Uma ótima oportunidade de ter contato direto com a natureza e de conhecer um pouco do que resta da Mata Atlântica brasileira. São essas as principais atrações que o turista vai encontrar, hoje, no Parque da Lajinha em Juiz de Fora.
Os atrativos no local são duas cachoeiras, o canto dos pássaros, flores, um tour em volta do lago. Além disso, o visitante pode fazer um passeio na história vendo dois bondinhos e conhecendo o relógio de sol, um dos instrumentos astronômicos mais antigos que se tem notícia.
O Parque tem 880 mil metros quadrados que se dividem em áreas de mata nativa, trilhas, lago e jardins. Parque municipal, fundado em 1983, é um lugar ideal para caminhadas e descanso. Além disso tem um campo de futebol e um coreto para visitas. Na sua mata, destacam-se árvores como araucárias, tambus, garapas, angicos e eucaliptos.
A fauna do Parque da Lajinha é constituída, predominantemente, por aves, mamíferos de pequeno e médio porte, peixes, répteis e artrópodos. Os animais que vivem no Parque não estão em cativeiro e podem ser observados em liberdade nos limites do Parque, na vegetação, no lago, nas trilhas nas árvores, em tocas, ninhos e galhos, jardins e nos arredores.
Desde 2003, o Centro de Educação o Ambiental, CEDAM, coordena e promove, no Parque da Lajinha, junto aos visitantes, ações e atividades na área ambiental.

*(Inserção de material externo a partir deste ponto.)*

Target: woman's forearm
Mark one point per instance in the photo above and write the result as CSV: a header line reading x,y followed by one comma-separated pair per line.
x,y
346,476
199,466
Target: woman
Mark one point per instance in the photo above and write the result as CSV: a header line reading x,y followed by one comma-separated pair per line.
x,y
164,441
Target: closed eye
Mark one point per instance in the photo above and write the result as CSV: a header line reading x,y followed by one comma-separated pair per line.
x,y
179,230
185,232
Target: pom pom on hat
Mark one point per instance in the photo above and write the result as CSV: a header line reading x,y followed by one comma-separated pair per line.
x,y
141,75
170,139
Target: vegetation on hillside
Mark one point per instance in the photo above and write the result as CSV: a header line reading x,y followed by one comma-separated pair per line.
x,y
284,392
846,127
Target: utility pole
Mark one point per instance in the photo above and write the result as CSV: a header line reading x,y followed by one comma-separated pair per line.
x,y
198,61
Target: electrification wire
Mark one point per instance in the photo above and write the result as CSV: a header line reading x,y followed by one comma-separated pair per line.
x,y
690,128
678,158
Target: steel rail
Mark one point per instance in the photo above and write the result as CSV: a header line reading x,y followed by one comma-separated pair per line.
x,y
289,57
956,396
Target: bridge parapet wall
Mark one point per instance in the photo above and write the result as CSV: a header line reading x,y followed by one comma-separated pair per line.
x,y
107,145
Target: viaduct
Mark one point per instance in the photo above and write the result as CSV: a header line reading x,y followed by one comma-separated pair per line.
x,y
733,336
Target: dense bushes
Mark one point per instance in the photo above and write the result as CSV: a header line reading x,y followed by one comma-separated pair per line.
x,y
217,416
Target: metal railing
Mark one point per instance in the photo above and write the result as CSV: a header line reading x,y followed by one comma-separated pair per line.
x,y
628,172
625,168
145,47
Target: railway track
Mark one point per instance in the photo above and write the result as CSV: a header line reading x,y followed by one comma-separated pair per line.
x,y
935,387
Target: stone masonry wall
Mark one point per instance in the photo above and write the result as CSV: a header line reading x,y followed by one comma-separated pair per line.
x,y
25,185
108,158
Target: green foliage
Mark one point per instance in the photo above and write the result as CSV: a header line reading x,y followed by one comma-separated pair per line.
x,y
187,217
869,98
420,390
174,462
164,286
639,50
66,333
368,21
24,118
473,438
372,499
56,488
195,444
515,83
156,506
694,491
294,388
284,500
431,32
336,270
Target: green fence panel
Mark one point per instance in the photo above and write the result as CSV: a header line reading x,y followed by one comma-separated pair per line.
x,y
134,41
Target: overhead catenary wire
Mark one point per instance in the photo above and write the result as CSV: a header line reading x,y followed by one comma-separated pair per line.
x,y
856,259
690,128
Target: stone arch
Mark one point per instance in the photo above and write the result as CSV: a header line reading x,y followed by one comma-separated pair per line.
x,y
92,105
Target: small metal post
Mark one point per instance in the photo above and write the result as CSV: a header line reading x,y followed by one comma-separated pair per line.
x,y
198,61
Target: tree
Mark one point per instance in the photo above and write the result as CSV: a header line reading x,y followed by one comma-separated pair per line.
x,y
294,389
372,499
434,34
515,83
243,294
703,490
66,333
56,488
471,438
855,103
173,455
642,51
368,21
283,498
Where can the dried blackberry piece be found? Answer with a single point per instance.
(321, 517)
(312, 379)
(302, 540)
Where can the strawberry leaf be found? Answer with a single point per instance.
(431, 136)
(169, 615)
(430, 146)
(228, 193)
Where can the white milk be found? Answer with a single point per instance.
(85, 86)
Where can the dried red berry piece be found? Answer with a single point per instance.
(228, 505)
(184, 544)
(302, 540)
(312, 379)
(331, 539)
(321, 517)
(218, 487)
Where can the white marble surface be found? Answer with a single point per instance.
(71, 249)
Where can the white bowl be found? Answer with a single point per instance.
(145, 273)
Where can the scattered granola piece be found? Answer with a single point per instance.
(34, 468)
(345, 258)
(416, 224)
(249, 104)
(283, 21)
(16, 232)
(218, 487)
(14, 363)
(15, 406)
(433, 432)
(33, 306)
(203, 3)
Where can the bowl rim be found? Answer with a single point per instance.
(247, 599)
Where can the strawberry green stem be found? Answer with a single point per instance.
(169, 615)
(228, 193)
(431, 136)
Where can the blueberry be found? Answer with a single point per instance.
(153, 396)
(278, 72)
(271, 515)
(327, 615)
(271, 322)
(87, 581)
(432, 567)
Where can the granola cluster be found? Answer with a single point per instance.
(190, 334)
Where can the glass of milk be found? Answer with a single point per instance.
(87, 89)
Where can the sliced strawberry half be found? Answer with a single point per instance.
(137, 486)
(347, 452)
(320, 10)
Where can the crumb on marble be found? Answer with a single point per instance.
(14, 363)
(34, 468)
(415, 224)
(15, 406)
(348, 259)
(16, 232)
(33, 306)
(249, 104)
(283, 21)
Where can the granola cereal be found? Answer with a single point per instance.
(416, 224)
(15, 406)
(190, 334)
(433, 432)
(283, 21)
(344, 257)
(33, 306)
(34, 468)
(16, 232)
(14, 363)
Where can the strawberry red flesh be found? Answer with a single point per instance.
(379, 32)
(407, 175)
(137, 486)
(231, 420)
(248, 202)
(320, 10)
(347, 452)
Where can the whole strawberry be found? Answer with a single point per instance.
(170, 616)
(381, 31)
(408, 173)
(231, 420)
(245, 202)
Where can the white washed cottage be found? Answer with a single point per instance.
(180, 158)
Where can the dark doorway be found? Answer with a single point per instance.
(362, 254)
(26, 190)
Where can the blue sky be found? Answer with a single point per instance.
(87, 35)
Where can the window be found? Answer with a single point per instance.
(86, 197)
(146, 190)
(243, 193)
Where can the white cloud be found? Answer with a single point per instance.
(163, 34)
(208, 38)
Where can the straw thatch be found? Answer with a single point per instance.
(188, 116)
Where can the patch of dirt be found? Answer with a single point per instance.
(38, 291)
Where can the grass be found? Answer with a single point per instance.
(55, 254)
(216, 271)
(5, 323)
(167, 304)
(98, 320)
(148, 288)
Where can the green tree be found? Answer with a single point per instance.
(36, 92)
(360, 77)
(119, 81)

Os especialistas em ecologia oferecem visitas orientadas nas trilhas do parque às escolas e aos grupos organizados.
Durante o passeio são passadas informações de espécies da Mata Atlântica, plantas ameaçadas de extinção ou úteis para os homens. Além disso, eles ficam sabendo da importância de conservar a biodiversidade e os recursos hídricos, tendo vivências em Educação Ambiental.
O Parque da Lajinha teve a segurança reforçada nos últimos meses. Agora as regras são mais rígidas, para manter a preservação do local. Carros não podem mais entrar e atos religiosos com velas estão proibidos. Ninguém pode entrar com bicicleta, equipamentos de som e bebidas alcoólicas. Crianças menores de 14 anos só podem visitar o parque acompanhados pelos pais.
A cerca que isola o ponto turístico da rua foi trocada por uma mais eficiente. Outra alteração é que agora o visitante tem que mostrar um documento de identificação na entrada. Além disso, o Parque tem a presença de dois seguranças durante 24 horas. Um fica na portaria e o outro faz a ronda no Parque.
Desde 1998 ( relembre a matéria feita pelo Portal na época) promete-se em transformar o local em parque um zoológico. Mas, além deste projeto, há nove anos no papel, espera-se a aprovação do Conselho Municipal do Meio Ambiente para colocar o Plano de Manejo em prática. Através deste Plano pretende-se conservar e melhorar a gestão ambiental do local definindo que 50% da área vai ser de preservação; 30% de recuperação e 20% de convivência.
No espaço para o público, em 1/5 do Parque o objetivo é oferecer atrativos para as pessoas que forem visitar o local. Entre os principais projetos estão a construção de anfiteatro, teatro de arena, labirinto vegetal, torre de observação, orquidário, lojas, restaurante, quiosques, jardins europeu e japonês.
No entanto, o Plano de Manejo que deveria ser apreciado em outubro de 2006 ainda não foi aprovado e mesmo assim quando isso acontecer o poder municipal precisa conseguir verbas para execução.